Belgian writer Georges Simenon penned two types of tales: detective stories featuring police inspector Maigret, and "hard" novels, as Simenon called them, which were less formulaic, such as the grimly existentialist Dirty Snow. There is crossover among these genre types, however. Snow is an oddly inverted form of police procedural, written from the point of view of the criminal, where the "police" comprise a shadowy network of regular cops, military cops, and Occupation cops, all engaged in a bureaucratic warfare of "sections" (as one criminal advises another: "they have several sections, and no matter how good you're in with one, you shouldn't mess with the other one"). Neither the criminal protagonist nor the reader comes close to grasping this power structure, a state of fearful confusion that presumably mirrored the uncertainties of Simenon's life as an author in Vichy France. A slow process of good cop/bad cop interrogation (intentional or just inept? we're never sure) and stalker-like research into the criminal's pre-incarceration activities (what you might expect from a secret police, however sectionalized) gradually turns the wrongdoer's mind inside out and upside down, triggering a defiant ... well, read the book.

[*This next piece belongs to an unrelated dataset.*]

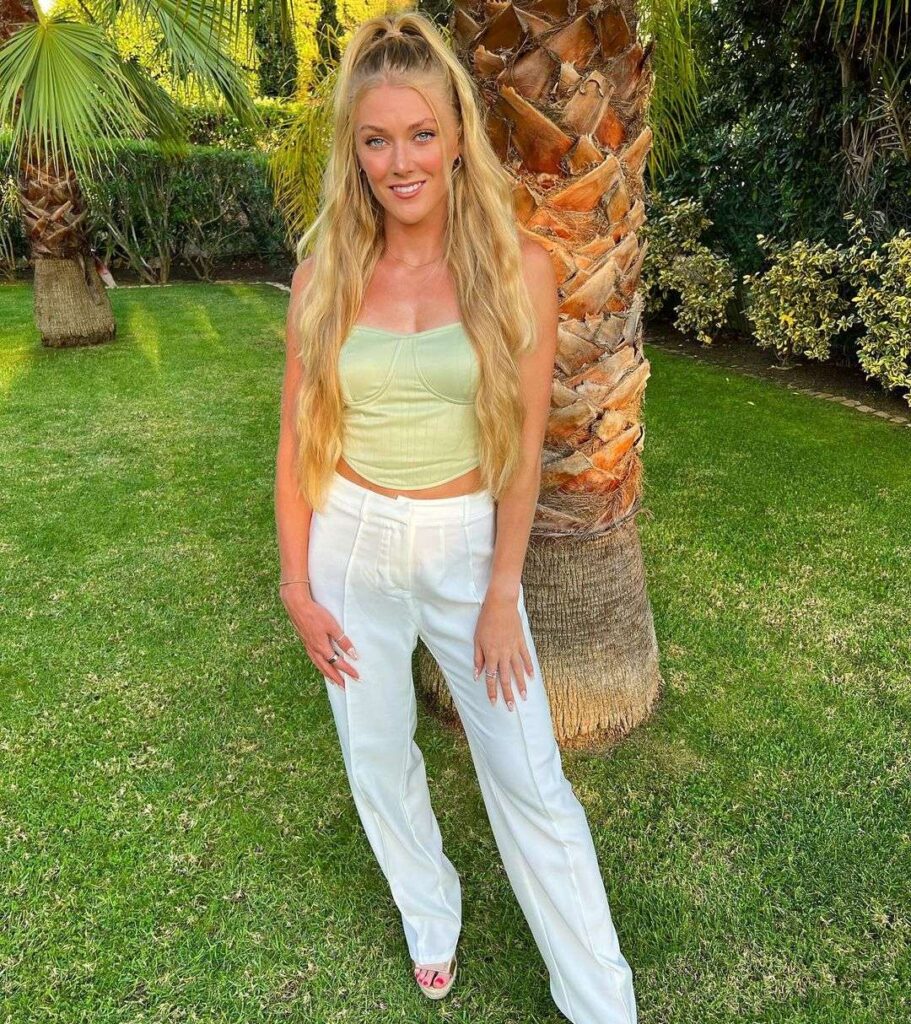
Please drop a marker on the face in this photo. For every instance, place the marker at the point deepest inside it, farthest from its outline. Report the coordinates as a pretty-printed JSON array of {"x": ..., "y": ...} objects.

My favorite so far of the Maigret novels explores the vanished "barge culture" of the French canal system in the early 1930s, with an attention to politics and class nuance that elevates it above a mere thriller. This was published under several titles, the worst of which, Maigret Meets a Milord (uggh), is the one under which it was reviewed (excellently) by "darragh o'donoghue" in 2002, on on the website of God Emperor Bezos:
This title is an English invention, unhappily signaling a facetiousness absent from a sombre Simenon story about double murder, decadence, broken lives and betrayal. A literal translation from the French is The Carter of the 'Providence', but perhaps that was seen as too leading, even if it was Simenon's choice; another alternative, The Crime At Lock 14, is the most satisfying, centering on the important aspect of the novel: place. Milord is set in that strange, marginal, now obsolete inter-war world of canal barges, perhaps most familiar from contemporary films of the period, such as Boudu Saved From Drowning or L'Atalante. Indeed, the star of those films, Michel Simon, would have been an obvious choice to play the main non-Maigret character in any film of this book, the carter Jean, a taciturn giant whose face and tattooed body are buried in a mass of hirsute overgrowth, a man who sleeps in dumb animal warmth with his horses in the barge stable, and into whose eyes Maigret can't decide whether to read imbecility or the keenest intelligence.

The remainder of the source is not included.